Study: Women of color absent in Detroit’s recovery
A report set for release Tuesday contends that women of color have been ignored in the crafting of Detroit’s recovery — and that progress would be more swift were they included.
“The surprise isn’t that women are doing amazing things and making contributions,” said Kimberly Freeman Brown, author of the report from the Institute for Policy Studies of Washington, D.C. What’s noteworthy, she said, is that “they’re absent from much of the narrative about Detroit’s comeback.”
“I Dream Detroit: The Voice and Vision of Women of Color on Detroit’s Future” found that 71 percent of survey respondents in the fall 2016 did not feel included in planning for the city’s future. More jarring on a practical level, only half of the nearly 500 women of color surveyed — 34 percent of whom hold at least one college degree — reported earning a living wage.
Funded by the W.K. Kellogg Foundation, “I Dream Detroit” was compiled across 18 months of focus groups, interviews and analysis. The report from the progressive think tank includes a statistical breakout along with personal accounts from 20 of the women it refers to as “solutionaries,” a term borrowed from the late human rights activist Grace Lee Boggs.
The 20 include high-profile executives such as QLine vice president Sommer Woods, entrepreneurs on the order of Erika Boyd and Kirsten Ussery-Boyd of Detroit Vegan Soul, and a number of community workers and activists.
Khalilah Burt Gaston of the Kellogg Foundation said the report “gives us a glimpse toward understanding (women’s) challenges and their accomplishments,” while recognizing that investing in businesses and nonprofits involving women of color — who represent 91 percent of the women in the city — “can help inform and shape a stronger future for Detroit.”

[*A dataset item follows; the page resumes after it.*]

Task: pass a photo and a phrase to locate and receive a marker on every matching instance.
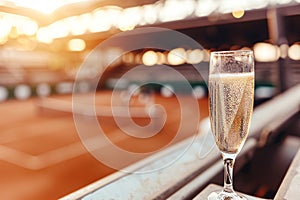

The report will be introduced Tuesday morning at the Julian C. Madison Building downtown at a program that will feature Brown, Marc Bayard, director of the institute’s Black Worker Initiative, and several of the women highlighted. A tour of two featured nonprofits and the Farmer’s Hand market and cafe in Corktown will follow.
Finding underpublicized success stories was as simple as dialing a few personal contacts and tapping Kellogg’s list of grantees, Brown said. “Imagine what would happen if their models were replicated over and over again across the city.”
The study’s recommendations included capital investment by the city in businesses and nonprofits; meeting spaces for collaboration and support; more involvement by women of color in developmental decision making, and a pipeline for recruitment into leadership positions.
“If the women in our report are able to do so much with so little,” Brown asked, “what could they do if there was greater investment in their work?”